Department of Health

Falls

Falls occur everywhere, including in hospital, and can cause injury and functional decline. They are the result of the interaction between personal and environmental factors and are often associated with fear, depression, anxiety and loss of confidence in older people.

Falls occur everywhere, including in hospital, and can cause injury and functional decline. They are the result of the interaction between personal and environmental factors and are often associated with fear, depression, anxiety and loss of confidence in older people.

Many falls can be prevented; so we all need to be aware of our patients’ falls risks and respond appropriately.

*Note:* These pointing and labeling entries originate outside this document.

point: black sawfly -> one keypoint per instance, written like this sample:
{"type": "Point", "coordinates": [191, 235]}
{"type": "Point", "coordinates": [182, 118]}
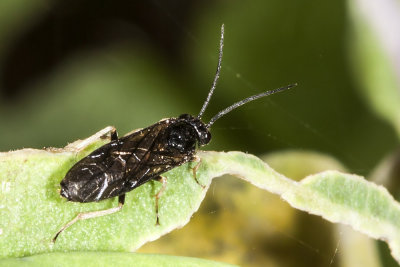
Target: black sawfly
{"type": "Point", "coordinates": [144, 155]}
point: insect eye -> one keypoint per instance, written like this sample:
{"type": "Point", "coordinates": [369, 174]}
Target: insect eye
{"type": "Point", "coordinates": [182, 137]}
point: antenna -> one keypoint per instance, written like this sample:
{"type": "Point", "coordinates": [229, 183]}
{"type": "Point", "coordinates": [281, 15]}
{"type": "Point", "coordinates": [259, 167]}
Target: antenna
{"type": "Point", "coordinates": [221, 46]}
{"type": "Point", "coordinates": [244, 101]}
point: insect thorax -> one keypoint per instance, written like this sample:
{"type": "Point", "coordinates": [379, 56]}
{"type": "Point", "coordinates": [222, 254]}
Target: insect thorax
{"type": "Point", "coordinates": [186, 132]}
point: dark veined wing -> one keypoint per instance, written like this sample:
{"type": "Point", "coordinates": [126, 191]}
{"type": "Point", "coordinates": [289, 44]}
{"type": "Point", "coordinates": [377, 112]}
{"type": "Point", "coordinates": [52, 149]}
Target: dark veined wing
{"type": "Point", "coordinates": [119, 166]}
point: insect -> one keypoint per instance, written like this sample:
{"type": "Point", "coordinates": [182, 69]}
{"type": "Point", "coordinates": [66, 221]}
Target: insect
{"type": "Point", "coordinates": [144, 155]}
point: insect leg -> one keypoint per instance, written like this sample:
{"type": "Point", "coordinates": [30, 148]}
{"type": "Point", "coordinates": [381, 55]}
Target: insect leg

This topic gives an overview of falls in hospital, assessing and responding to falls risk, and preventing and managing falls in hospital. In addition to following health service policy and procedures, consider the following actions and discuss them with colleagues and managers.

Falls in hospital

In Australia, there are more hospital admissions for fall-related injuries than for transport related injuries1.

Falls are one of the most common adverse events in hospital and can result in serious injury or death; falls are particularly common in older patients13. Every person admitted to hospital has risk factors for having a fall while in hospital.

According to the World Health Organization, a fall is defined as "an event which results in a person coming to rest inadvertently on the ground or floor or other lower level"2. This includes slips, trips, loss of balance and applies to events that are witnessed as well as unwitnessed.

Falls contribute to increased length of stay, risk of functional decline and may trigger residential aged care admission.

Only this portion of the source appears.